I tried to console him and said we could talk about it in the morning. He calmed down and I went back to bed agreeing with him and praying for a solution come the next morning. I should add that this was a period in which I was immersed in reading and studying Jung.
When I got up, I went to the kitchen to make coffee and noticed the paper towel roll was down to the last sheet; when I took out the empty paper tube, the sunlight flashed through it and I had an AHA! So I took the tube and stuffed the end of it with the last sheet scrap and went to Timothy and asked him to look through it and tell me what he could see. “Duh,” he said grumpily. I whisked the paper out and told him to look again. “Duh!” he repeated. But then I shared the idea that the good that we do doesn’t come out of us but through us from our Divine Guest (Jung’s Self). So we have succeeded in becoming a clear pipe for a moment. Perhaps, he took this in. He graduated from Stanford as a philosophy major and an M.D. and today is an expert and compassionate psychiatrist and gerontologist.

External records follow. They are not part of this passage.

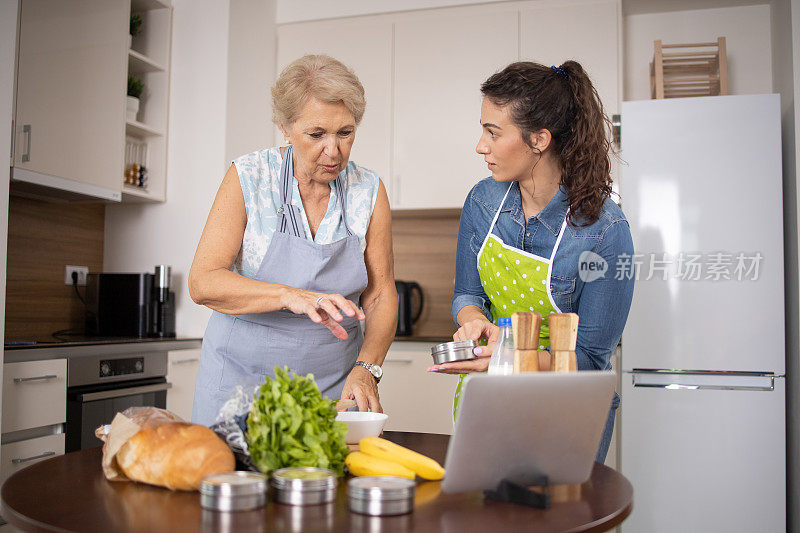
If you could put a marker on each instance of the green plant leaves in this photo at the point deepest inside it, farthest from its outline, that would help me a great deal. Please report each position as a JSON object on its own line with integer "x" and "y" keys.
{"x": 291, "y": 424}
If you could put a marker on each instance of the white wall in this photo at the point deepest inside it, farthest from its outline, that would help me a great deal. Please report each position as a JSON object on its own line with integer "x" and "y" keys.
{"x": 137, "y": 237}
{"x": 294, "y": 11}
{"x": 251, "y": 73}
{"x": 746, "y": 29}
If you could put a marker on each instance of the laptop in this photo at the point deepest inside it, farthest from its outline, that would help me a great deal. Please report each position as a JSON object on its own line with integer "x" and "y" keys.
{"x": 523, "y": 426}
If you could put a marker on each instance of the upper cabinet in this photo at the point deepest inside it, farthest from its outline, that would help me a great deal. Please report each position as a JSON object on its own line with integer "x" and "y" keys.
{"x": 422, "y": 72}
{"x": 69, "y": 125}
{"x": 146, "y": 128}
{"x": 440, "y": 62}
{"x": 71, "y": 138}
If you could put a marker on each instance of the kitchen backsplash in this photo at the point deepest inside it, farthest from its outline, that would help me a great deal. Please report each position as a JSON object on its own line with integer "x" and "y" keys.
{"x": 43, "y": 237}
{"x": 425, "y": 251}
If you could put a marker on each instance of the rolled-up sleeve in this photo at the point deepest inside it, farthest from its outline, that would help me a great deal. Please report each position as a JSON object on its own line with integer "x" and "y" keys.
{"x": 468, "y": 288}
{"x": 605, "y": 302}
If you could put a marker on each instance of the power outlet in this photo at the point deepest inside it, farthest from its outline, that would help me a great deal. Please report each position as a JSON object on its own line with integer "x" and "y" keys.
{"x": 81, "y": 271}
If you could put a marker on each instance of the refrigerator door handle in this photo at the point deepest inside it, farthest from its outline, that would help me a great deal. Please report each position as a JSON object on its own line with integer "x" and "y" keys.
{"x": 687, "y": 380}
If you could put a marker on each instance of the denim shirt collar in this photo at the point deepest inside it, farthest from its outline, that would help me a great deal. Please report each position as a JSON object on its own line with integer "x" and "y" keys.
{"x": 551, "y": 217}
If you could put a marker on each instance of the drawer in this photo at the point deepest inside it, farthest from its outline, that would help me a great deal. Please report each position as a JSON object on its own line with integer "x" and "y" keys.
{"x": 414, "y": 399}
{"x": 17, "y": 455}
{"x": 34, "y": 394}
{"x": 182, "y": 374}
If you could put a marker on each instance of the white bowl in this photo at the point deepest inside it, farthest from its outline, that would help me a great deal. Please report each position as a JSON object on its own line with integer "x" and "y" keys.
{"x": 361, "y": 424}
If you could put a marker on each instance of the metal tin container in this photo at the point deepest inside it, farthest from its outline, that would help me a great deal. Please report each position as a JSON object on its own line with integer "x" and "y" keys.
{"x": 381, "y": 495}
{"x": 233, "y": 491}
{"x": 452, "y": 351}
{"x": 304, "y": 485}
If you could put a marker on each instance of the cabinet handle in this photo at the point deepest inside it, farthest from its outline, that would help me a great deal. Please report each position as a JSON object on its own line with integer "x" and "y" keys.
{"x": 45, "y": 454}
{"x": 37, "y": 378}
{"x": 26, "y": 156}
{"x": 186, "y": 361}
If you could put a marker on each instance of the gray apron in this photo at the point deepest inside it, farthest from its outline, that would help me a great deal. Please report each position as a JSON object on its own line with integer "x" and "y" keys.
{"x": 244, "y": 349}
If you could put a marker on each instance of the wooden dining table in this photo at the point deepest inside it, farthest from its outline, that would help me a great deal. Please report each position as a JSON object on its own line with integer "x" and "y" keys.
{"x": 69, "y": 493}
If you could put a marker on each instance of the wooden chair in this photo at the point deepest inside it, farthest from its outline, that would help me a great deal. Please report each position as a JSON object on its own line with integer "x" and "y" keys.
{"x": 692, "y": 69}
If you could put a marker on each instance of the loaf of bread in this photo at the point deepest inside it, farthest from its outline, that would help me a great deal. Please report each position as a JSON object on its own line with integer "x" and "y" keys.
{"x": 176, "y": 455}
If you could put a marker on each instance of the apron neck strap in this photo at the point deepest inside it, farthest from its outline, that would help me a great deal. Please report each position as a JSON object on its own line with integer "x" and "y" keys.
{"x": 286, "y": 210}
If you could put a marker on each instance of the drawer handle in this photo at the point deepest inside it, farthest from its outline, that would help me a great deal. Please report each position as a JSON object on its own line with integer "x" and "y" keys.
{"x": 186, "y": 361}
{"x": 37, "y": 378}
{"x": 42, "y": 456}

Today, I keep an empty paper tube handy in my office because . . .
Many years later I was finally analyzing with the Jungian Dr. Edward C. Whitmont and also lecturing all over the country and sometimes getting great applause, etc. I said to Dr. Whitmont that I really feared inflation because I was delighted. His words were so helpful, and I need to share them! He said, “Don’t deny it!” I was amazed. Then he said, “Count to ten and offer it up!”
Phew! If we deny it, that is an ego game – see how humble I am! – but if you count to ten, you acknowledge the worth of the tube and send the rest back up where it came from. So, from then on, I would turn my back to the audience and hold up my arms and clap my hands, too. It worked like a charm, an instant cleansing.
Many of us have an awful time receiving compliments. Sometimes we ask ourselves what the secret agenda might be and the compliment goes past us, or we think if that person knew me as well as I know myself . . . ha, they must be stoopid! and the compliment goes thataway, and then we go out in the garden and eat worms – nobody loves me!
These days when I get a compliment, I turn it into flowers and take them to my Teacher.
I wrestled with this problem because I had known a clinical narcissist and thus went to great lengths to avoid any claim to anything including signing my poems. Dr. Edinger, with whom I corresponded, reproached me and said that one has to take responsibility for one’s creative output and I can see that now . . .
I hope some of these thoughts may be as helpful to some of you as they were to me. As usual, my help also comes down from the process hidden in that paper towel holder. It’s amazing what inanimate – ha! – objects can teach one!